Quanta paura, quanta speranza, quante lacrime alle 18,47. Si, alle 18,47 un medico dell’ospedale civico firma il cartellino “d’entrata” del giudice italiano più famoso nel mondo. Due parole, solo due parole: “arresto cardiaco”. Giovanni Falcone è arrivato morto in ospedale, è arrivato già morto. E sull’ambulanza che lo trasportava c’era la sua borsa di pelle marrone. Piena di carte, piena di fogli. C’era anche un libro, “Il ruolo del Pubblico ministero”. Su un’altra ambulanza Francesca, la moglie, giudice di tribunale, magistrato come il marito, magistrato come il fratello, Alfredo, sostituto procuratore del pool antimafia di Palermo. “Ha le gambe rotte”, diceva alle otto di sera un infermiere del Civico. “Ha il ventre aperto”, raccontava un chirurgo alle dieci di sera. E’ in coma, no si salva, è in fin di vita, è fuori pericolo. Povera Francesca, è morta, è morta anche lei con il suo amore.

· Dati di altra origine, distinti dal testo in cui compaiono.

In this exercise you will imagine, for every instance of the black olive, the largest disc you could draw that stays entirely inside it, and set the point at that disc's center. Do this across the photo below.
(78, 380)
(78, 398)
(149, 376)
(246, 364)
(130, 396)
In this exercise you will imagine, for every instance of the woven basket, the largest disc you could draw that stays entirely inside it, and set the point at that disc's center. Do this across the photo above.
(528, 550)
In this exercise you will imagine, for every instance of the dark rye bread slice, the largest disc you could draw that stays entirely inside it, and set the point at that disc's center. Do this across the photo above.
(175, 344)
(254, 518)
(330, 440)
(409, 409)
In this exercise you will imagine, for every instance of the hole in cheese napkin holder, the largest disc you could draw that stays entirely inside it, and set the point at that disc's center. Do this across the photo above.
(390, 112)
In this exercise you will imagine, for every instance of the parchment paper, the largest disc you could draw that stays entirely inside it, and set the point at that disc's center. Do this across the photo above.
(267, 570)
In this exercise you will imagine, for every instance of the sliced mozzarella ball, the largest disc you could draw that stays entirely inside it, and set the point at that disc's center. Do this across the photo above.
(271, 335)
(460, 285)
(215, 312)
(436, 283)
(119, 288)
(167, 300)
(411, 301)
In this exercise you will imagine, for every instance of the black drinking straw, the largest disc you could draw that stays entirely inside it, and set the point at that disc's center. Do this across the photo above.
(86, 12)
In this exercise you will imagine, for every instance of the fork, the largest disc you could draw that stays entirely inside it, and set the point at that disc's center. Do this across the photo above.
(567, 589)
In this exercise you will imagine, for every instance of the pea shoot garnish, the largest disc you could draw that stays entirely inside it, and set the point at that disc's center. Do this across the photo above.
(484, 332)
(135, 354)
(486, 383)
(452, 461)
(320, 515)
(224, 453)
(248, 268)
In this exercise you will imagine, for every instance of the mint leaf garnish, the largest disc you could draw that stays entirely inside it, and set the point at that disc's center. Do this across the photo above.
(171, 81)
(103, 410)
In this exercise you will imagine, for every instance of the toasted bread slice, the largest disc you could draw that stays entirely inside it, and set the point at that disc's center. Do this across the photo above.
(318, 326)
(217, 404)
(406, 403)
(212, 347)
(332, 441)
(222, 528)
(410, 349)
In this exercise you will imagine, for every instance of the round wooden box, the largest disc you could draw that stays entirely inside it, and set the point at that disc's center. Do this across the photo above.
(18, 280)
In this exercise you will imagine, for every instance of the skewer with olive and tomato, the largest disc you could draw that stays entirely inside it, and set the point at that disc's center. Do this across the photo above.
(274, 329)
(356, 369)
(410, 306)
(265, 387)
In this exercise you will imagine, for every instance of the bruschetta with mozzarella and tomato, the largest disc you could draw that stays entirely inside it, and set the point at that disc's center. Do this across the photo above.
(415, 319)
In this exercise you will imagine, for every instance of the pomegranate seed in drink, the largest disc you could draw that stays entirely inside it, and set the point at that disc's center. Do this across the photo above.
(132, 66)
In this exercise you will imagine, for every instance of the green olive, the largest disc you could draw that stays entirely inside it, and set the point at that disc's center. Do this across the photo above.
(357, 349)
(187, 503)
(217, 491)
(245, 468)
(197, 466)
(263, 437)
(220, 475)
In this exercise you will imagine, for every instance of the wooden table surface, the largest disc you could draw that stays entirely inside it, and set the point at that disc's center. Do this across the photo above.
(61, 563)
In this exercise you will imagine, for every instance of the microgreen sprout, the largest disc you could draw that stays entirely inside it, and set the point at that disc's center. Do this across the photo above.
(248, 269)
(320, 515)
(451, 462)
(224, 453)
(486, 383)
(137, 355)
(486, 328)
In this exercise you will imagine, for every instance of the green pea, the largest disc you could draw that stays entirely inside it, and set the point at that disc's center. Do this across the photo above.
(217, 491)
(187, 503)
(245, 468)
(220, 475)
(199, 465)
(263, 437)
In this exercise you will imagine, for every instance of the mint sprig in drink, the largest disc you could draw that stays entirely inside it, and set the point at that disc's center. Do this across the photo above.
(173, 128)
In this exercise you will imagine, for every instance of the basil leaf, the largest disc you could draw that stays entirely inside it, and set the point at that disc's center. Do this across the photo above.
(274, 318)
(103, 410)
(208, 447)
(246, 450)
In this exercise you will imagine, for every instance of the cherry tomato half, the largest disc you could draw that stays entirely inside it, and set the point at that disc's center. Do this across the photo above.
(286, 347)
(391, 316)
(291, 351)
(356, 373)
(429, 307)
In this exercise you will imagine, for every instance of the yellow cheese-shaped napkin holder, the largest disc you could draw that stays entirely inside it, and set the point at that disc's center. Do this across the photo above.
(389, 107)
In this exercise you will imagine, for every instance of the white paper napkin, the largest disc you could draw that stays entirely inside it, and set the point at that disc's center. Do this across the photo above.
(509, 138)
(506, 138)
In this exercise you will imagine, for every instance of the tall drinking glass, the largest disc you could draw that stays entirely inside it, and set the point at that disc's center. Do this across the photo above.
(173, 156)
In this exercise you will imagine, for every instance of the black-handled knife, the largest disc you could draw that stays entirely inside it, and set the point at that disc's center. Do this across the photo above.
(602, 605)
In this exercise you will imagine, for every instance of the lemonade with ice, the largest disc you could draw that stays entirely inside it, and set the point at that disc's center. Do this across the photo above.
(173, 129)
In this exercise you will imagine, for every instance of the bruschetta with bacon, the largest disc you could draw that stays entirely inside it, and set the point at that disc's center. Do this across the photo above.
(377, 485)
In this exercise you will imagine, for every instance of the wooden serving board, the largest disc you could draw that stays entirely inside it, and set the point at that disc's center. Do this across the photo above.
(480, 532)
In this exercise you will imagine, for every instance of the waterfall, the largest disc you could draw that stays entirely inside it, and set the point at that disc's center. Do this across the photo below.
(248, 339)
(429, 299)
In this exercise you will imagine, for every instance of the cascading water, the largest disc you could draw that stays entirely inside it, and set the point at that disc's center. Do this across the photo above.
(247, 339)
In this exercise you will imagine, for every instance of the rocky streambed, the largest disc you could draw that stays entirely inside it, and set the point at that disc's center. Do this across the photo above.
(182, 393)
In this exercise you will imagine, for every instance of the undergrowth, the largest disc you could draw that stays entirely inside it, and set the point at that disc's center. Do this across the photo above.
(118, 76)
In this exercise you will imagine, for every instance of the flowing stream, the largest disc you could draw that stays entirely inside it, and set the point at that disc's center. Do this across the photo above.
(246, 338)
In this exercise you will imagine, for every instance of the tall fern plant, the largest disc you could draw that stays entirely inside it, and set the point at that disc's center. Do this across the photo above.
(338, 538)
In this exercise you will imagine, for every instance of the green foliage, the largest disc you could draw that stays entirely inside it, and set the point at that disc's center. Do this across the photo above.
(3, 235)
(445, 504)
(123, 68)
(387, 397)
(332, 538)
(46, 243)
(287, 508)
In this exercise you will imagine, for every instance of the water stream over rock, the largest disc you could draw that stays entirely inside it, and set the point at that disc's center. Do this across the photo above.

A sera tarda, a tardissima sera arriva la solita rivendicazione della Falange Armata, arriva la notizia del lutto cittadino in memoria di Giovanni Falcone, arriva la notizia del consiglio comunale che si riunisce in seduta straordinaria con quello provinciale. Arriva lo “sgomento” della città di Palermo, la “costernazione” della capitale siciliana per l’uomo simbolo, per l’uomo amato e odiato, per il giudice che ha mandato sotto processo mille uomini d’onore. Gliel’avevano giurata a Giovanni Falcone. gliel’avevano giurata tredici anni fa: “Morirai, lo sai che prima o poi morirai…”. E lui lo sapeva. Ma ridendo, con quella sua faccia che alcune volte lo rendeva antipatico anche gli amici che lo volevano bene, lui rispondeva: “Per me la vita vale come il bottone di questa giacca, io sono un siciliano, un siciliano vero”. E rideva, rideva, Giovanni Falcone.